Recent European Parliament and local elections have been a boost for Italy’s Matteo Renzo, the leftist prime minister who came to power in February.
Despite gains for the anti-establishment Five Star Movement in a number of cities, including Livorno, where the left had governed virtually unchallenged since the end of the Second World War, Renzi’s Democrats took control of well over half of the 139 cities and towns that held elections on Sunday.
A bribery scandal in Venice, where the left’s mayor was placed under house arrest, possibly dented the results for the ruling party after its triumph in last month’s European Parliament elections, but the two shows of electoral strength still underlined a turnaround in the Democrats’ fortunes since Renzi maneuvered Enrico Letta out of office earlier this year.
The Democrats won almost 41 percent support in the European election, up from 25 percent in last year’s parliamentary vote.
Former prime minister Silvio Berlusconi’s Forza Italia placed behind the Five Star Movement with under 17 percent support, losing more than half its European assembly seats.
Interior Minister Angelino Alfano’s Nuovo Centrodestra, which split from Berlusconi’s party last year to remain in government, got under 5 percent of the votes — enough to win three European Parliament seats but barely meeting the 4.5-percent electoral threshold that was introduced for national elections in January.
Renzi struck a deal with Berlusconi that month to make it easier for large parties to win majorities in both houses of parliament.

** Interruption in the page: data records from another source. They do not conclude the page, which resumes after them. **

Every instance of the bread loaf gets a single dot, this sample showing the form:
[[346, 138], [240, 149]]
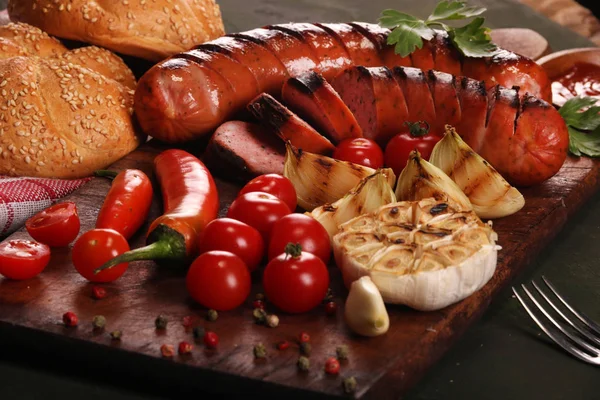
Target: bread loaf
[[150, 29], [61, 120]]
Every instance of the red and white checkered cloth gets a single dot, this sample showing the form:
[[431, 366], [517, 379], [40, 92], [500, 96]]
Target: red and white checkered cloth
[[20, 198]]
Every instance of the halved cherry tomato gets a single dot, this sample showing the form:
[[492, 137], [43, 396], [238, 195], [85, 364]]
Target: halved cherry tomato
[[302, 229], [218, 280], [231, 235], [360, 151], [275, 184], [23, 259], [56, 226], [259, 210], [94, 248], [296, 281], [414, 136]]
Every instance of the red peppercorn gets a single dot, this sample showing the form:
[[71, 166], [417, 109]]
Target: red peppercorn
[[258, 304], [211, 340], [70, 319], [332, 366], [185, 348], [187, 321], [304, 337], [98, 292], [167, 350], [330, 308], [284, 344]]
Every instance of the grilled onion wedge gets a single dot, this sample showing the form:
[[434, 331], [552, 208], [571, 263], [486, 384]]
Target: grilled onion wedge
[[424, 254]]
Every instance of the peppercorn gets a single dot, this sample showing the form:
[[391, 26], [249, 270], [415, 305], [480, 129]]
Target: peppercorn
[[70, 319], [167, 350], [332, 366], [272, 321], [198, 332], [260, 351], [342, 352], [186, 322], [304, 337], [115, 335], [211, 340], [349, 385], [305, 348], [303, 364], [284, 344], [161, 322], [330, 308], [258, 304], [99, 322], [212, 315], [259, 315], [184, 348], [98, 292]]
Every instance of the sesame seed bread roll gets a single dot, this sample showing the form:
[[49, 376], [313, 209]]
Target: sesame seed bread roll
[[61, 120], [149, 29]]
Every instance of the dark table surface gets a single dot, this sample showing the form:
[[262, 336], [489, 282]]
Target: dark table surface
[[503, 356]]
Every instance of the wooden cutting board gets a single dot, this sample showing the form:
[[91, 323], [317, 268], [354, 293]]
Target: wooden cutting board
[[384, 366]]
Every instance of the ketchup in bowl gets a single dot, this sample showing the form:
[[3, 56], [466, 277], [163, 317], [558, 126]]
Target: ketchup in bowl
[[582, 79]]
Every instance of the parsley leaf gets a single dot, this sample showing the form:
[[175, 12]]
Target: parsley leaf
[[408, 32], [582, 143]]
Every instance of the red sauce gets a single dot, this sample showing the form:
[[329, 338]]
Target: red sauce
[[583, 79]]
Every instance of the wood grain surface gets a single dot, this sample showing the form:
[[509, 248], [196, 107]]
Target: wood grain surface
[[384, 367]]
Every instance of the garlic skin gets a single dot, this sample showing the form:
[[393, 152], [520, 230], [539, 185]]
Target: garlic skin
[[365, 311], [489, 193], [320, 180], [371, 193]]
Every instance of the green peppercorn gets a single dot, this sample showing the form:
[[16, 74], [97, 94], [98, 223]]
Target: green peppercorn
[[212, 315], [305, 348], [115, 335], [161, 322], [303, 363], [349, 385], [99, 322], [342, 352], [260, 351], [272, 321], [259, 315]]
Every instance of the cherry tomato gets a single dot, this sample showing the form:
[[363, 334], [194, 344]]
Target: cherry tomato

Neither the left nor the right won a majority in the Senate last year, forcing them into a grand coalition that fractured after less than a year.
The two most recent election results give Renzi a strong mandate to continue his political and economic reforms.
Among his priorities are keeping Italy’s deficit under the European Union’s treaty ceiling of 3 percent and reforming the country’s sclerotic labor market by cutting payroll taxes and enhancing protections for newly hired workers.
Italians are notoriously difficult to fire, making firms reluctant to hire young workers. 43 percent of Italians under the age of 25 were out of work in April when the general jobless rate stood at 12.6 percent.